New to Golf Digest List:
90. Harbor Shores
GD: Just 90 minutes from Chicago in western Michigan, Harbor Shores is a scenic Jack Nicklaus layout that often gets high marks for conditioning from our panelists. It was constructed over parts of a former manufacturing facility that required a significant amount of remediation, but the result is a sanctuary of nature where toxic compounds used to be. The holes are spread far and wide around the vast site, broken into distinct sections while crossing the Paw Paw River several times.

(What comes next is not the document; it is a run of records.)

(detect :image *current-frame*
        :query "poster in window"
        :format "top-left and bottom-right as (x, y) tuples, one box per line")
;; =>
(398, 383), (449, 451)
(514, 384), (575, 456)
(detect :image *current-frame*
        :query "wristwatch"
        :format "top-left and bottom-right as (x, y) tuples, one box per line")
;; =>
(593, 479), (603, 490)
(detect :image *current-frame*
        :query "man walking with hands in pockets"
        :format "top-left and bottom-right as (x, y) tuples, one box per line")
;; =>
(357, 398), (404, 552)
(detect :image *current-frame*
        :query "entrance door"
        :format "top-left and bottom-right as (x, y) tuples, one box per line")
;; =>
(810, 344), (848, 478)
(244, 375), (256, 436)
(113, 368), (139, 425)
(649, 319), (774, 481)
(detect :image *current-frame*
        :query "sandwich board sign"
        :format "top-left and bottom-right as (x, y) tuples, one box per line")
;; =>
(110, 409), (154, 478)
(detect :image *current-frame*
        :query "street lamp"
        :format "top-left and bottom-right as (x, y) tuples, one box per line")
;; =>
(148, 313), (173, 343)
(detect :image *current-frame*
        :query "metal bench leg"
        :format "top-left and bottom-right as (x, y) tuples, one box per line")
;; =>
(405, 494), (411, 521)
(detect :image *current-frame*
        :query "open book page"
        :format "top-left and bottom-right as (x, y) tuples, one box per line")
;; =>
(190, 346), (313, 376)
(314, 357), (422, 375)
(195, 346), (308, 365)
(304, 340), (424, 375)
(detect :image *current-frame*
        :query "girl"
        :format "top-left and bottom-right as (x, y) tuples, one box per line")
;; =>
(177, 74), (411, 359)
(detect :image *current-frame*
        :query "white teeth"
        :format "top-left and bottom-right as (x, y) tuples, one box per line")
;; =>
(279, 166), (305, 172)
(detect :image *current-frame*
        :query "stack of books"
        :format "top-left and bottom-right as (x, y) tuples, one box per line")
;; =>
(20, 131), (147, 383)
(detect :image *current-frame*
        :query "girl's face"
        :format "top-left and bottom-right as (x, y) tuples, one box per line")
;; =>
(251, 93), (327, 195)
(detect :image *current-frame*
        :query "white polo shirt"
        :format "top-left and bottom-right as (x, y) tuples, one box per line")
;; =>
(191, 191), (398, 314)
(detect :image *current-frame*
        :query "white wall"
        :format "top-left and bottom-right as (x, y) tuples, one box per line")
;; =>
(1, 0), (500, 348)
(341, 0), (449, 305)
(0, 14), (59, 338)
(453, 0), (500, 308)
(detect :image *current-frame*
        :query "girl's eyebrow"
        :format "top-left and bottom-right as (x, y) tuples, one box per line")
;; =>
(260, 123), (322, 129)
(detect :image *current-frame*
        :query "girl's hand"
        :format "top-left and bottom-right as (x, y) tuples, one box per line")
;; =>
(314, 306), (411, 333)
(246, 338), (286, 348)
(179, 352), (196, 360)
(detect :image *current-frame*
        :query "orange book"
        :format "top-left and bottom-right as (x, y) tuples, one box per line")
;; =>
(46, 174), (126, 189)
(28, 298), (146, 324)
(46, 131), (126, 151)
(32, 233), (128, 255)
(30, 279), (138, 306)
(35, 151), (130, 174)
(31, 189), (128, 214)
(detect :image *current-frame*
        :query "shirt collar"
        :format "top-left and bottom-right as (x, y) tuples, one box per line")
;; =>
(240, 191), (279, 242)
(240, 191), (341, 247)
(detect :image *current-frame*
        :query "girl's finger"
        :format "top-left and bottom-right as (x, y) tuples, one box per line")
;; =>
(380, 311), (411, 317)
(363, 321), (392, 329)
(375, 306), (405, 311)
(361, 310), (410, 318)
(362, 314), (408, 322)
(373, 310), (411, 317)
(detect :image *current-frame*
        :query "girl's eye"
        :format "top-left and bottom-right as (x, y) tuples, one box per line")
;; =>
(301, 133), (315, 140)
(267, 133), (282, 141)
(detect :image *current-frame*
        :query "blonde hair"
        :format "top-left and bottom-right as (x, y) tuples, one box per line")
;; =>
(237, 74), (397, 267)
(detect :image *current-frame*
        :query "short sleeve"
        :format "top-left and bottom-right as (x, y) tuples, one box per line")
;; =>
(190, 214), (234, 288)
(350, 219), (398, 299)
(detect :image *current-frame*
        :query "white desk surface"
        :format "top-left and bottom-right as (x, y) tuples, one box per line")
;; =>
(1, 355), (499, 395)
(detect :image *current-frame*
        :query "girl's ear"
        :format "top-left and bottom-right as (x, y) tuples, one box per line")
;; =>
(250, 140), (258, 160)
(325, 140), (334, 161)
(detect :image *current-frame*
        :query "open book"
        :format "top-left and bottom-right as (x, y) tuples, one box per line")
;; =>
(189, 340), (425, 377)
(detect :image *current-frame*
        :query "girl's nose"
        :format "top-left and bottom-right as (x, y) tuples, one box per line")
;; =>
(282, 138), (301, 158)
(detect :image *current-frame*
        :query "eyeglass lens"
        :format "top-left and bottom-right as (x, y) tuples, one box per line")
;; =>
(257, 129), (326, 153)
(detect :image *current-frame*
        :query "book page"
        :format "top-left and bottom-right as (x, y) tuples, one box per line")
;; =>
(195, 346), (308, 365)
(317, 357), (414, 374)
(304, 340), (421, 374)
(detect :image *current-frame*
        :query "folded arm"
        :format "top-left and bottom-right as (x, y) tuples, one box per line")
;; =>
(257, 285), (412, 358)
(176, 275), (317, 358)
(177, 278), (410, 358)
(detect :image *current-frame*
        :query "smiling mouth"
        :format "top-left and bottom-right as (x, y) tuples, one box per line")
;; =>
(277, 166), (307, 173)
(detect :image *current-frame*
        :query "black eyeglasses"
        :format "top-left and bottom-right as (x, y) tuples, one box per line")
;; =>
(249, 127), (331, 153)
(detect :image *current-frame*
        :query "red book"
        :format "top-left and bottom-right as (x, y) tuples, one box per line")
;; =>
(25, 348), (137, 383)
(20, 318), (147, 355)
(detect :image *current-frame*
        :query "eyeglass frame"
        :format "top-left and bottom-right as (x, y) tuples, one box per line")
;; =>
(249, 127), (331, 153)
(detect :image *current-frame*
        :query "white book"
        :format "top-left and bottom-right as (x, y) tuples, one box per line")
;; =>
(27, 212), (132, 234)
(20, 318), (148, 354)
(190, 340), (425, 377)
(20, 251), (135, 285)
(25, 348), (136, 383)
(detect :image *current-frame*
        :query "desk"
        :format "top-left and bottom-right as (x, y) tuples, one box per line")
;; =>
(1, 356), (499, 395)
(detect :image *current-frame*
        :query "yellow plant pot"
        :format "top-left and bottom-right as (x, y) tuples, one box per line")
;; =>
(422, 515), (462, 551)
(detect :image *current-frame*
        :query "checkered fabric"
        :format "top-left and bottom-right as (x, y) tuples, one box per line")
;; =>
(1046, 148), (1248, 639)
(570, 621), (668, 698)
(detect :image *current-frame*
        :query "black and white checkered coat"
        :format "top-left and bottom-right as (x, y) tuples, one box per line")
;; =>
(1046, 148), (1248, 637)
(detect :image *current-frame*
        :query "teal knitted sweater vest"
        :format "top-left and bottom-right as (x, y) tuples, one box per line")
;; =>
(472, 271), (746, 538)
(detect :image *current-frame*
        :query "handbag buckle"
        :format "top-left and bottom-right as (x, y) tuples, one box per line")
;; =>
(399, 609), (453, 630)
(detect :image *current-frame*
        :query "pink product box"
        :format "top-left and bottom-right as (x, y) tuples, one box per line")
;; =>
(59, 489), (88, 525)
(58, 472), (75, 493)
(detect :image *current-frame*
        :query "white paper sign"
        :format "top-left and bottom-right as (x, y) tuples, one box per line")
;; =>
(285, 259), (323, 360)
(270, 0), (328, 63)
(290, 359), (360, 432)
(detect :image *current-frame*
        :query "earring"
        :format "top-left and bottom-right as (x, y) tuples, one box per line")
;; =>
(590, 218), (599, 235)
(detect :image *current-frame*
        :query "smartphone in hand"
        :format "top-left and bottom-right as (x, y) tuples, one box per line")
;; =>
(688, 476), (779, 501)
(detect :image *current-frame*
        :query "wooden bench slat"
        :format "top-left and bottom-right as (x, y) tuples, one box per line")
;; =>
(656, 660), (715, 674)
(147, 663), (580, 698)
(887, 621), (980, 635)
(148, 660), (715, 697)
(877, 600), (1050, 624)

Harbor Shores offers intriguing design variety, with dense forest, dunes, creeks and fescue all in play, and a highlight stretch of three holes along Lake Michigan.
98. Belvedere Golf Club
This Michigan gem is celebrating 100 years in 2025. It has hosted dozens and dozens of the prestigious Michigan Amateur tournaments over the years and will again this summer. Golf Digest added this: “It’s a graceful example of a design that reacts to the land with fairways that flow over links-like ripples and greens sited on natural landforms and benched into slopes. The putting contours are from another era, full of dimples, knobs, swales and bubbles that enliven short game intrigue—chips and putts demand as much attention and creativity as full shots, the sign of great architecture. Belvedere is a private course that welcomes outside play, and it can be walked in the early season for as little as $62.”